Technical Report USC-SIPI-354

“System Level Fault Tolerance for Motion Estimation”

by Hyukjune Chung and Antonio Ortega

June 2002

Widespread deployment of multimedia applications is continuing to create a need for low cost chip designs that can be incorporated into all sorts of consumer devices, such as portable communicators or home appliances. This surge in the use of digital multimedia information has been enabled to a large extent by the emergence of standard algorithms for compression of speech, audio, images and video.

In this proposal we will focus on digital video systems, as they are the most challenging in terms of both computation and memory requirements, but many of the results of our work will be easily applicable to other types of media (including emerging ones such as stereo and multiview video), as well as to future compression standards.

A common characteristic of all compression standards is that they rely on lossy compression, that is, the decoded video is not an exact copy of the original. A key in the design of a successful video compression system is therefore to apply compression techniques in such a way that the error introduced (the distortion in the output video) at a given rate (number of bits used to represent the sequence) is perceived to be minimal by the end user. Knowledge of which types of compression distortion is more clearly perceived by the end user obviously plays an important role in the successful design of these compression algorithms, and will also be an important component of our research work.

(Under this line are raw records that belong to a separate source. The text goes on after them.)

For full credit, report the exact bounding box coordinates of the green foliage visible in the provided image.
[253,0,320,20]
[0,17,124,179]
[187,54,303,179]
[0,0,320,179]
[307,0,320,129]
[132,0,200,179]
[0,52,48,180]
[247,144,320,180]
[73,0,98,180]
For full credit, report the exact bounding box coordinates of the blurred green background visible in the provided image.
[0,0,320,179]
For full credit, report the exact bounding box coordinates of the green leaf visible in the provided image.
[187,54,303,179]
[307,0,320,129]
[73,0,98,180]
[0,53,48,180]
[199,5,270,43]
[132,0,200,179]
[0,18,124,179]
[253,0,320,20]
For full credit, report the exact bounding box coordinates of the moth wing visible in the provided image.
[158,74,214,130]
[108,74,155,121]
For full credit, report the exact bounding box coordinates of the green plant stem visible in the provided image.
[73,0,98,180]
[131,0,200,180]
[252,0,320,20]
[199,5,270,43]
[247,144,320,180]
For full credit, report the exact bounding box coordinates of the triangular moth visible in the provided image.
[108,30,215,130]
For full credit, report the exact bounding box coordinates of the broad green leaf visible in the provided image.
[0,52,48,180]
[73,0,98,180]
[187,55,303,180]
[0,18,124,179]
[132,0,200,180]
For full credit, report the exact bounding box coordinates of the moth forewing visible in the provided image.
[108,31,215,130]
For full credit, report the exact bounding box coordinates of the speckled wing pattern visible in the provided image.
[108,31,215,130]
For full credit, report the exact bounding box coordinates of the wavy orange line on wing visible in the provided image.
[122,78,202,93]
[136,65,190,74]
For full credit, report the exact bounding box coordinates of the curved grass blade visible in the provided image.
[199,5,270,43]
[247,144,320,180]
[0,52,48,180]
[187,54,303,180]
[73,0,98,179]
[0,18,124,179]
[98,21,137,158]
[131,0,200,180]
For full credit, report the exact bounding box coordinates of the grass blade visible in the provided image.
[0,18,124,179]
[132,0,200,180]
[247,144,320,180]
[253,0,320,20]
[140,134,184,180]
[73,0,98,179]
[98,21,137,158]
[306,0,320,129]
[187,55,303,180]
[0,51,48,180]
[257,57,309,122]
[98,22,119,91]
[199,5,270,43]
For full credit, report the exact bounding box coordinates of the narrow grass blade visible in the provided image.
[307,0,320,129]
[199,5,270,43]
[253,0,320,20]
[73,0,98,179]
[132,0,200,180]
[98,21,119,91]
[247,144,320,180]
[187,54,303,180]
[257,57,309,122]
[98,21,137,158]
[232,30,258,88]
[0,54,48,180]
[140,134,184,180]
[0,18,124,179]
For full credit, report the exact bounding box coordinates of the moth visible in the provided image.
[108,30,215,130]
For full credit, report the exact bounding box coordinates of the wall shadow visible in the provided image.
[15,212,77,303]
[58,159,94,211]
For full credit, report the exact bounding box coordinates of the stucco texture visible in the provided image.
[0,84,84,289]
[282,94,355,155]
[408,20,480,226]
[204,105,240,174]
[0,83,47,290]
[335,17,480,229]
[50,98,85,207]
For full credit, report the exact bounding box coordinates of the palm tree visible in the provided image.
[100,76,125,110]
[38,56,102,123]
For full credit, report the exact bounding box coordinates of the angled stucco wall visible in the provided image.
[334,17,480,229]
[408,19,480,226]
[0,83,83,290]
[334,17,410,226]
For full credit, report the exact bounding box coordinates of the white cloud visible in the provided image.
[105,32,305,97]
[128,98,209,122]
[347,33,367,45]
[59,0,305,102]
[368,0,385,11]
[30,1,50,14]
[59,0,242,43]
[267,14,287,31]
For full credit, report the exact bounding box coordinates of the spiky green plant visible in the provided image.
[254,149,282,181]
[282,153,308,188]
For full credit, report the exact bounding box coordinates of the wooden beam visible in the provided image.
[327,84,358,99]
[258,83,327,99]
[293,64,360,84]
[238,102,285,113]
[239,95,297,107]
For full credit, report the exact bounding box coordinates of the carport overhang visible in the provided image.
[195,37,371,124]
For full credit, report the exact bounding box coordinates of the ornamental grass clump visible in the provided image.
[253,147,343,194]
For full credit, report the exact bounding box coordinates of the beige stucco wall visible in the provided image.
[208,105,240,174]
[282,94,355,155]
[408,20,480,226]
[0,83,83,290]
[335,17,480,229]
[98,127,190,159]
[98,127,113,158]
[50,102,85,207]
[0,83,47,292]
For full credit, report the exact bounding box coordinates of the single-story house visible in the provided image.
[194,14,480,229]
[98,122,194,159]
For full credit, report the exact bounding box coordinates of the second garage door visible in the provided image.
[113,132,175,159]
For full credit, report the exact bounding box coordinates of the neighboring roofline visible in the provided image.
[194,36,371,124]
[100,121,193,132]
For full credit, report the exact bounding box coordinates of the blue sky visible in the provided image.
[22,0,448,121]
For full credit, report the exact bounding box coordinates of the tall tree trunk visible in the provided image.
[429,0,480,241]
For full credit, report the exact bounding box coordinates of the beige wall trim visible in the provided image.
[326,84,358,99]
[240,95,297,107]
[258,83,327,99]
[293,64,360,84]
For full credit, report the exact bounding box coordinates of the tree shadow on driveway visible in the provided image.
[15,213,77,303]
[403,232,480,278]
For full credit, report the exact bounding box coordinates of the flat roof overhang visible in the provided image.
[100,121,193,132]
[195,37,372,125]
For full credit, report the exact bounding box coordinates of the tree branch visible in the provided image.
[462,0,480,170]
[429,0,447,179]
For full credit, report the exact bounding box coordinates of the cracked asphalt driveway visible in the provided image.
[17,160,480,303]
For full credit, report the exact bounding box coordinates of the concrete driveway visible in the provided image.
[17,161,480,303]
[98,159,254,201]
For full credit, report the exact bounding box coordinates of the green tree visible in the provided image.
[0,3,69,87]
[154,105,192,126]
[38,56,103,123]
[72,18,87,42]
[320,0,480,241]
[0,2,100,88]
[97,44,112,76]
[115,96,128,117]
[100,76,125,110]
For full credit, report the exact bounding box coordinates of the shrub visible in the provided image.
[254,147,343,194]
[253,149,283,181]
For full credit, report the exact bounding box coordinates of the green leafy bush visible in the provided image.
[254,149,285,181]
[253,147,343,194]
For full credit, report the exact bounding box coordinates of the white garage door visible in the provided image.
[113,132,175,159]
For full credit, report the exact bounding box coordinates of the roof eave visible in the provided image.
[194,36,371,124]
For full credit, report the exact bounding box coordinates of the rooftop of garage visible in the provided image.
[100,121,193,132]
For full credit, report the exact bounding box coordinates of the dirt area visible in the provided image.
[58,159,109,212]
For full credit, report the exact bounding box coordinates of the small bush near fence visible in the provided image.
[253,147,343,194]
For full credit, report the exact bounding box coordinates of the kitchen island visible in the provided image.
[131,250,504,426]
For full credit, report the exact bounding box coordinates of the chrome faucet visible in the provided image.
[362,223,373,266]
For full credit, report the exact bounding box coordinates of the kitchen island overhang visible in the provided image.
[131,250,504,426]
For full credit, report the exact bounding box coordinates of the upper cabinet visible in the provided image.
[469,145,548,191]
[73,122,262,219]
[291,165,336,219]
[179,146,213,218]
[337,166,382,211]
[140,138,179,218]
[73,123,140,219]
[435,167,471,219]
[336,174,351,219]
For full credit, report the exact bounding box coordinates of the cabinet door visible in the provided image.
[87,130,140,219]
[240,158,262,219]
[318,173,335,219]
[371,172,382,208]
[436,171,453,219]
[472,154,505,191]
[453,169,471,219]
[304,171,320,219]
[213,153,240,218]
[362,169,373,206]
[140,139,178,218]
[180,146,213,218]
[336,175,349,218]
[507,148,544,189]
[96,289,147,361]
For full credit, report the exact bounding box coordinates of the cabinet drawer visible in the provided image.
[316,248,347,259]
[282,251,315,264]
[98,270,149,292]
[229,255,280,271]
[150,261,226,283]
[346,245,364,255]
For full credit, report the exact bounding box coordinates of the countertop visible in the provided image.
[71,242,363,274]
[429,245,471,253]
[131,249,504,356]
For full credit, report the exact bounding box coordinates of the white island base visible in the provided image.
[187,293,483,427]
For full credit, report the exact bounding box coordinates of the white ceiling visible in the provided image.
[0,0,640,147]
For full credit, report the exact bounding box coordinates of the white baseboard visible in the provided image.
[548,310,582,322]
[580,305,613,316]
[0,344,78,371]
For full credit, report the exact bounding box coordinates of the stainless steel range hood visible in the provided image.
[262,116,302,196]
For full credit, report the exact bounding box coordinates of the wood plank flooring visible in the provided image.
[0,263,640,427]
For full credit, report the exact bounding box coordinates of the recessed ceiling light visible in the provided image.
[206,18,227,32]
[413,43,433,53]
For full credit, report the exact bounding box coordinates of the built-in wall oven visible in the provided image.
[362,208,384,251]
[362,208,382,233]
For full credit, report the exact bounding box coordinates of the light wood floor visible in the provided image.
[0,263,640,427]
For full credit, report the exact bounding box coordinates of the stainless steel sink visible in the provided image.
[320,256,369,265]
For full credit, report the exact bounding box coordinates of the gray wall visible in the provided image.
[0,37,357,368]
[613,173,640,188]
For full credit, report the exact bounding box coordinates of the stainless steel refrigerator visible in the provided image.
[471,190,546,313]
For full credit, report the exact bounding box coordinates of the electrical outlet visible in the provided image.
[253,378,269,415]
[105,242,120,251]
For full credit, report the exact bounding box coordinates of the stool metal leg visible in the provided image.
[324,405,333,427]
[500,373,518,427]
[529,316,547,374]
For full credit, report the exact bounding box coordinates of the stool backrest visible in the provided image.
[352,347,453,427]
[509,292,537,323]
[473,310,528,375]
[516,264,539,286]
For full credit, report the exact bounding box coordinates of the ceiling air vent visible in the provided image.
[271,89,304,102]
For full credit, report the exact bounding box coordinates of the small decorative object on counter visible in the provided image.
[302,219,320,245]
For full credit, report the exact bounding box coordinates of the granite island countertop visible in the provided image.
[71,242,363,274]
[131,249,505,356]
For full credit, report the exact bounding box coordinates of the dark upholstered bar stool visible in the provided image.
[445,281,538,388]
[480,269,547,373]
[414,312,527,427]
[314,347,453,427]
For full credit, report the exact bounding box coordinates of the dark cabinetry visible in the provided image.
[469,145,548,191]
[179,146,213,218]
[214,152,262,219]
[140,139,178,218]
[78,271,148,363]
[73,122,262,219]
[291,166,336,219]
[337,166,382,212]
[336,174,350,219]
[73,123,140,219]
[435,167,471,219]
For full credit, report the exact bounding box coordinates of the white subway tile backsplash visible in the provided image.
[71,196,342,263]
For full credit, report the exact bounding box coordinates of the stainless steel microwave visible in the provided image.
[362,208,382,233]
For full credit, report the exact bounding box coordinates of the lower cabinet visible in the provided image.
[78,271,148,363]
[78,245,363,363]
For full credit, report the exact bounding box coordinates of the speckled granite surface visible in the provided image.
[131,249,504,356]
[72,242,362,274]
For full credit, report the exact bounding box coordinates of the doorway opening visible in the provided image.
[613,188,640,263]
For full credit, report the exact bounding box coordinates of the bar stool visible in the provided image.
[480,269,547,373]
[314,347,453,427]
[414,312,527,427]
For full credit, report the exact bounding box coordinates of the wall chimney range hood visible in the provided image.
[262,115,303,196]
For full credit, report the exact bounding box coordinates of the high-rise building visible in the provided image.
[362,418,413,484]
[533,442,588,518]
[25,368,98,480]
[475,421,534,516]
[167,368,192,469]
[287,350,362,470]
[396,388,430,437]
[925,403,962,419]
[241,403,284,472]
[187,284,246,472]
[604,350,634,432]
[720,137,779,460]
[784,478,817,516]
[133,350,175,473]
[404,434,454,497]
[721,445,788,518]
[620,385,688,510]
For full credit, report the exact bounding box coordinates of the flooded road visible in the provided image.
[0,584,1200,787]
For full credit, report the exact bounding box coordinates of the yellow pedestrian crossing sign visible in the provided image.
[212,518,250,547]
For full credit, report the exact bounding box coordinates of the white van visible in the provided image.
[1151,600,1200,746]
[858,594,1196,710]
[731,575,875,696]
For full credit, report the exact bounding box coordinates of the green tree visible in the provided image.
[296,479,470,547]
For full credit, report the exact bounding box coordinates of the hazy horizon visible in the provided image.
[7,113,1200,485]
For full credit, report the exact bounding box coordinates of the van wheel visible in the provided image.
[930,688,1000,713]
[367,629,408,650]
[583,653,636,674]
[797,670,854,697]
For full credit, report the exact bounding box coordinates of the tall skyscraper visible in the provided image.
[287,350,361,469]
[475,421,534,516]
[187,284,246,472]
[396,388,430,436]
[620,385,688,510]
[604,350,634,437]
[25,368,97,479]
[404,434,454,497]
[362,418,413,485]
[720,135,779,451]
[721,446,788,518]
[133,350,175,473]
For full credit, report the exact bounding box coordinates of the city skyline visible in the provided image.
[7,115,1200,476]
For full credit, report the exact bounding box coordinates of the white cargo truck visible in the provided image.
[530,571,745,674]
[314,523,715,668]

We propose that since multimedia compression systems by definition do not provide an exact representation of the data it is possible to allow circuits to produce incorrect computation results, and yet result in a fully usable decoded sequence. However, the error tolerance will depend on the particular algorithmic building block under consideration. Thus, our main task and deliverable in this proposal will be to produce a complete characterization of the error resilience of a standard image/video coding system, such as one based on the JPEG/MPEG-2 standards or the soon to be finalized JPEG 2000 standard for image compression.

We again emphasize that while we will consider JPEG, MPEG-2 and JPEG 2000 as examples, their basic building blocks form the basis for essentially all practical image/video coding algorithms. Moreover, similar approaches are used for popular audio and speech coding schemes. Thus our conclusions should be similar.

We also note the similarity of the problem we consider to that of analyzing the robustness to bit errors of coded video, e.g., when transmitting over noisy links. However, the characteristics of these errors are very different from standard random bit errors and therefore novel analysis techniques will have to be developed.

We propose to take a standard MPEG-2 encoder as our starting point and consider one by one each of the building blocks in such a system, such as motion estimation/compensation, Discrete Cosine Transform (DCT), quantization, entropy coding, along with analysis of the behavior of the various memory buffers involved.

Each of these compenents has completely different error robustness properties, and our goal is to achieve a complete and detailed characterization of each of them, of their interaction. Unlike the current paradigm (where circuits either function according to spec or not), we seek to determine the degree to which they do work, and in particular to do so by examining the final perceptual image/video quality. In addition to our desired error resilience taxonomy we will also such issues as error masking (using programmable features to reduce the effect of errors ) and error detection (defining specific image tests to determine the presence of certain sources of error).

To make things more concrete consider motion estimation and inverse DCT computation. A motion estimation algorithm determines the best match for a block (typically 16 by 16 pixels) in the current video frame, by searching a predifined region in a previously transmitted frame. This search is performed by computing a matching metric for all blocks in the search region, then choosing the lowest matching metric. Assume that the circuitry that computes the metric is flawed. If that is the case, the matching metric can no longer be expected to be exact. However, if the error is confined to only one or two pixels per block, the result, i.e., the best match vector, may in fact turn out to be exactly the same as if the matching metric was computed correctly. Moreover, even if the errors are more serious and affect several pixels, the resulting coded stream will still be correct and decodable. The loss in this case will not be catastrophic. Rather, we expect that as the number of erroneous pixels increases the quality of the encoded sequence will suffer, but will do so in a gradual way. This is exactly the kind of behavior that makes it possible to dramatically increase the yield, with the possibility of selecting those chips with the worse behavior for less critical applications.

As a second example, the IDCT computation itself can be fairly error resilient. For example a frequency may be incorrectly read and the resulting inverted matrix of pixels will not be an exact match of that generated by the encoder. Here again, depending on the frequency and the type of fault, the resulting erroneous block may be completely indistinguishable for the end user. However the IDCT also points to another characteristic of video coders that will have a definite impact on their fault tolerance, namely, the fact that predictive coding (using motion compensation) is used. In a predictive coder the IDCT is used to store a copy of a frame that is then used at both encoder and decoder to generate a prediction. If the encoder and decoder are not in sync (because the decoder suffers from a fault in the IDCT operation for example), then the error will tend to accumulate and may soon become visible, although it will then disappear once the frame is fully refreshed (a complete intraframe coded frame is transmitted). The success of our system then requires a complete characterization of both the impact of a fault in the current frame and also its effect on successive frames.